予想通りの反応だったため、気にせず侑姫は続けた。
「告白に対する答えは、今すぐいらないって言ったのよ。今回は私の気持ちを知ってもらうだけ」
「何故ですか?」
「少しは成長できたとは思うけど、まだまだ私は弱いから。ここで答えを聞いちゃうと、結果がどっちにしろダメ人間になると思うのよ」
カミラとの交流で、侑姫の依存体質は多少改善された。──が、所詮は多少なのだ。長年の性質を、ちょっとやそっとで変えられるわけがない。未だ侑姫の心は弱く、依存しやすい。
ゆえに、返事を聞けば、彼女は堕落する。拒絶されれば以前の二の舞。受け入れられても、きっと一総に頼り切る毎日を送るだろう。
それではダメだ。一総の横に立つには相応しくない。誰よりも強く、数多の困難を打ち破り、今や慕う人々に囲まれる彼。そのパートナーにはなれない。
せめて、自分の両足で立てる日まで、彼とは別の道で努力を続けようと決めたのだ。己の足で未来を歩もうと決意したのだ。
それなら告白もするなと言われるかもしれないが、一種の決意表明と捉えていただきたい。もう二度と逃げないという覚悟のあらわれだと。
お互いに見つめ合う一総と侑姫。
しばらくして、一総の方が目を逸らした。
「分かりました。先輩への返事は胸の中にしまっておきます。いつか聞きたくなった時にでも聞いてください」
「できるだけ早く来れるよう、頑張るわ」
彼の受諾を聞き、侑姫は笑顔を見せた。
彼女の気分は高揚していた。告白した余韻というのだろうか、緊張とは異なる心臓の鼓動を感じ、気を抜くと頬が緩みそうになる。

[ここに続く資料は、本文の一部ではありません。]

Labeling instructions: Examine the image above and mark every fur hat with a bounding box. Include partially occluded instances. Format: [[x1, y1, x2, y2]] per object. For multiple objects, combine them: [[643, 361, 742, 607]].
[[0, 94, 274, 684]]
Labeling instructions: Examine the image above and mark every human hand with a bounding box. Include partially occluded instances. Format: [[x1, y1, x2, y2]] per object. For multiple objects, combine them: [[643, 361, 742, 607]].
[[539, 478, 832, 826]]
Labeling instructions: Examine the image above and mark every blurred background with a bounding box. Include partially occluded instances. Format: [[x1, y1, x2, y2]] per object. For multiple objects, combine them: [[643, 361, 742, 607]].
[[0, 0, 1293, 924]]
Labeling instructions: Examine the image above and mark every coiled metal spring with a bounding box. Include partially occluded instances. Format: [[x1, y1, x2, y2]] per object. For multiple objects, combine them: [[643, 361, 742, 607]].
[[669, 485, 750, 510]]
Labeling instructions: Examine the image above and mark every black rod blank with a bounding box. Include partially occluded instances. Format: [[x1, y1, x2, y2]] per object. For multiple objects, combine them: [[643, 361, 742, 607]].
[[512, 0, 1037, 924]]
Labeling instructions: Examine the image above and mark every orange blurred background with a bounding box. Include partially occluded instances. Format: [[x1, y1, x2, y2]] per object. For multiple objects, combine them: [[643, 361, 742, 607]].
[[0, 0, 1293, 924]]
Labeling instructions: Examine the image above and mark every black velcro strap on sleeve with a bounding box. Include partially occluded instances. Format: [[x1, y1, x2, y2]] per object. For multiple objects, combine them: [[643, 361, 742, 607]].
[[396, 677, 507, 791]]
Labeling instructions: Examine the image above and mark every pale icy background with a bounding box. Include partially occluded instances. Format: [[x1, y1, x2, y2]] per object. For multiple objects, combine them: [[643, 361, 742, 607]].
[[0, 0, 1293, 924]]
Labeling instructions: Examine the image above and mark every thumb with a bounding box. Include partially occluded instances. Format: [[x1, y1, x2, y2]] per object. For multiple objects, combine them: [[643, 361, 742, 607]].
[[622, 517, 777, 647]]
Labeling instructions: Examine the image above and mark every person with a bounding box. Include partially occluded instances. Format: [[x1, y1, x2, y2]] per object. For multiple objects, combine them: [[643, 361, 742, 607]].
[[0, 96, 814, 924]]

このやる気が削がれないうちに、行動に移したい。そう願った彼女は
「じゃあ、私はお暇するわね。時間を割いてくれてありがとう」
侑姫は軽やかな足取りで、一総の家から去っていった。未来の希望を信じる、明るい笑顔で。
侑姫の去ったリビングは静寂に包まれる。
その中、真実が呆れた風に呟いた。
「センパイ、あと何人増やす気ですか?」
何を、などと問うまでもない。
一総は溜息を吐く。
「人聞きの悪いこと言うなよ。増やす気はないって」
彼の返しに、真実は目をクワッと開く。
「嘘ですね! 絶対、センパイの恋人は増え続けますよ!」
「嘘吐いてないのは、その眼で分かってるだろう!? なんで真逆のことを言うんだよ」
「さっきの桐ヶ谷センパイを見れば、一目瞭然じゃないですか。あの人、将来的に私たちと同類になりますよ、一総センパイを死んでも諦めない恋魔神に! で、ああいう人を量産するのが、一総センパイの運命なんですよ」
「や、やめろよ。『真破写覚の眼』を持つキミが言うと、予言っぽく聞こえる」
「眼の力は使ってないですけど、この予想は自信があります。絶対に増えますね。司センパイとミュリエルだって、そう思いますよね?」
話を向けられた二人は、そろって苦笑する。
「まぁ、否定はできないかなぁ」
「アタシは気にしないわよ。アタシに変わらぬ愛を注いでくれるなら」
「キミたちまでッ」
恋人三人が同意見なことに、一総は絶句する。
何とか妙な誤解を解こうとするが、
「ほら、アタシたちの偽装工作をしてくれるのでしょう? さっさとやってしまいましょう」
「よろしくお願いします、ご主人さま」
「お願いしますッス」
急ぎの仕事が控えていたため、そのような猶予など残されていなかった。
「ああもう。あとでじっくり話し合うからな!」
こうして、異世界での事件は幕を下ろし、彼らの新たな日常が始まる。
素晴らしい恋人と友人、使い魔に囲まれた日々は華やかで、もはや過去に縛られるはずもない。
すべての問題が片づいたわけではなかった。だが一総は、確かに願い続けた『日常』を手に入れたのだった。